[UTF-8] Aspell and UTF-8/Unicode

Kevin Atkinson kevina@gnu.org
Tue, 17 Feb 2004 00:03:01 -0500 (EST)


All, 

The CVS version of Aspell can now check documents in UTF-8.  the encoding 
is not set based on the current locale.

I hope to have other parts of Aspell accepting UTF-8 by the time I release 
the next snapshot (ie within a week or so).  I will post again when this 
is done.

Unless you know how Aspell works please don't tell me that Aspell will 
better off if it supported UTF-8 internally.  As it may very well not be, 
ie, it may be slower, use more memory, etc.

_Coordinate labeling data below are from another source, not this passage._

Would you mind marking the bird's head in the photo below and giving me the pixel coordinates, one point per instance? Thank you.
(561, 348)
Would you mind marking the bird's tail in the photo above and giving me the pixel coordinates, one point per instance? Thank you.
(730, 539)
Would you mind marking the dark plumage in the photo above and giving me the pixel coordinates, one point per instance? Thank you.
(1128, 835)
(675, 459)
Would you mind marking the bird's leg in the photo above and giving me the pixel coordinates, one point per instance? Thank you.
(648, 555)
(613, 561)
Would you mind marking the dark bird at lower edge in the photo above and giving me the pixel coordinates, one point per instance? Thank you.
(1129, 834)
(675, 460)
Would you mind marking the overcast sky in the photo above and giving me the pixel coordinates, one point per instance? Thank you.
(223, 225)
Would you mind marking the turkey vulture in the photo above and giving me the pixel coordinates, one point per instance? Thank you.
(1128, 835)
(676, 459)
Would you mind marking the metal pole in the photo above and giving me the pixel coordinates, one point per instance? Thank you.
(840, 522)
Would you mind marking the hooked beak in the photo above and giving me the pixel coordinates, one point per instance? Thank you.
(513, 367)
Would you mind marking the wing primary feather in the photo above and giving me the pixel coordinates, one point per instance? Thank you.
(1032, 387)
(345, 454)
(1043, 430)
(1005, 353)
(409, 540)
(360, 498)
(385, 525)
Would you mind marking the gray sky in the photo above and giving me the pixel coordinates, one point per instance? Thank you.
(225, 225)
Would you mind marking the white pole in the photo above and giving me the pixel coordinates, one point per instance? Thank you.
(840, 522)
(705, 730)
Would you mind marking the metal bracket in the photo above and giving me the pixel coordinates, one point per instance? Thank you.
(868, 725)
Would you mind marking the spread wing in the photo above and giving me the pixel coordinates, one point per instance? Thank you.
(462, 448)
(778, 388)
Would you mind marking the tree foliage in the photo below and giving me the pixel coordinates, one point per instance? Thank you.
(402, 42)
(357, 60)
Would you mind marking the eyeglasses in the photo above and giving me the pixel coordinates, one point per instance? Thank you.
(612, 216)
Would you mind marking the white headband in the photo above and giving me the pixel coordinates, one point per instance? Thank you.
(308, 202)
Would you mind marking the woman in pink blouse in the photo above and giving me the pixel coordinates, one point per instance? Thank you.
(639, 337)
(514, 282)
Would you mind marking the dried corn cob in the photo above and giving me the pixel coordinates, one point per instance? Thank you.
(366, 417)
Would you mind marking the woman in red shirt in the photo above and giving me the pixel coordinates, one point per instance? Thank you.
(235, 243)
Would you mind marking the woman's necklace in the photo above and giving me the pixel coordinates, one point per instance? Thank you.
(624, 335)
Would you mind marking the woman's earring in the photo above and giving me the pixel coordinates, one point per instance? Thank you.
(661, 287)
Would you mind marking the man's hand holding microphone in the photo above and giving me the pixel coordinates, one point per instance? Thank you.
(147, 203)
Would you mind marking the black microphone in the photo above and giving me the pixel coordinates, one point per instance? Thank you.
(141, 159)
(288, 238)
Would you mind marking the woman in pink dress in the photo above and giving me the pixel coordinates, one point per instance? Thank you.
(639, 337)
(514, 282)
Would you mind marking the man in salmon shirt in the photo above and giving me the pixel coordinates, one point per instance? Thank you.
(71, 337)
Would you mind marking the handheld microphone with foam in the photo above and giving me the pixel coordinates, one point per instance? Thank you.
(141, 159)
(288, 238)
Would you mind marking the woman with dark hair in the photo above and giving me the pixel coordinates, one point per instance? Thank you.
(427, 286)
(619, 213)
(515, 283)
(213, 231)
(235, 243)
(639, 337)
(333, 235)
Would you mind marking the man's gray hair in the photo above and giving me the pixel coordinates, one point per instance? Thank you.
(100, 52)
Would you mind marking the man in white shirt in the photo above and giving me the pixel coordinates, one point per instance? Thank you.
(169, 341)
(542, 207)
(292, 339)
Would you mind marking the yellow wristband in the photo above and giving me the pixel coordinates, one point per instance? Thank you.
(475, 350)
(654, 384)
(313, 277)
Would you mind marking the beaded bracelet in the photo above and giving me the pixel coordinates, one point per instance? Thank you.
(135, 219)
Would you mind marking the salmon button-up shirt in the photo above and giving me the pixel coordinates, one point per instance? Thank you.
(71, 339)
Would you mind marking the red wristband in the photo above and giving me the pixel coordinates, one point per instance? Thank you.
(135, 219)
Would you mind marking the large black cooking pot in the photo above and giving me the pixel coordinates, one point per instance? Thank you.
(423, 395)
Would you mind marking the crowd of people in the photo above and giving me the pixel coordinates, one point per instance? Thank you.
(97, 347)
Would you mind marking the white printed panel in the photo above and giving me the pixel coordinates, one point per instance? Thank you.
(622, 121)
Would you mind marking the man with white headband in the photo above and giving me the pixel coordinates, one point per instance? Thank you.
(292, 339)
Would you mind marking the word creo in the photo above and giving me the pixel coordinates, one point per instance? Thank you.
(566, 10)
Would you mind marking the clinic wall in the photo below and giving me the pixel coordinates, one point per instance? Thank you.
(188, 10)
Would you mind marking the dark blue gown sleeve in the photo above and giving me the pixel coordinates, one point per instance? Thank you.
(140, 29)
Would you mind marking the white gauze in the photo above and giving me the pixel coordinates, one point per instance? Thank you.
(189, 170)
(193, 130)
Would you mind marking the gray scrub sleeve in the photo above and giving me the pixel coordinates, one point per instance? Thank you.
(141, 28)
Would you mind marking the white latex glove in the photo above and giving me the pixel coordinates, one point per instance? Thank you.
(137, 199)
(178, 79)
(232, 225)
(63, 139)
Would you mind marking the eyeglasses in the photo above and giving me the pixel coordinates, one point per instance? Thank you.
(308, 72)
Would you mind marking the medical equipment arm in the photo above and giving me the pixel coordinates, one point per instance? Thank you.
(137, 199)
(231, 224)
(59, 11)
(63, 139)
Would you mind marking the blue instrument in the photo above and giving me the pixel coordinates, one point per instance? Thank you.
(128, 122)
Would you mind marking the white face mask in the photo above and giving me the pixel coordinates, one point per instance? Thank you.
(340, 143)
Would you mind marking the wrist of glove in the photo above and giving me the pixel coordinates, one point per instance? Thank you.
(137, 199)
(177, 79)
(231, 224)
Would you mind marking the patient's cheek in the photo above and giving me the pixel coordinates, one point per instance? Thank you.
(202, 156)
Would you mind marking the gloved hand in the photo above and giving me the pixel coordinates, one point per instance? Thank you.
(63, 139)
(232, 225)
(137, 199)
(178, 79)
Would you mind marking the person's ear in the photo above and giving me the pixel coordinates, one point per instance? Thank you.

Also, keep in mind that with Aspell 0.51 if your language has fewer than 
256 distinct characters (including Upper/Lower case and accents) than 
Aspell will be able to support it.  

I am considering a "dual-script" mode where Aspell can use a separate
dictionary depending on which script it detects the current word in, the
two dictionaries can have nothing in common, ie an English one and a
Russian one for example.  This will NOT not support two languages that use
the same script as that is a lot more complicated.  For example if the
word is misspelled which dictionary should it use for the suggestions?

--- 
http://kevin.atkinson.dhs.org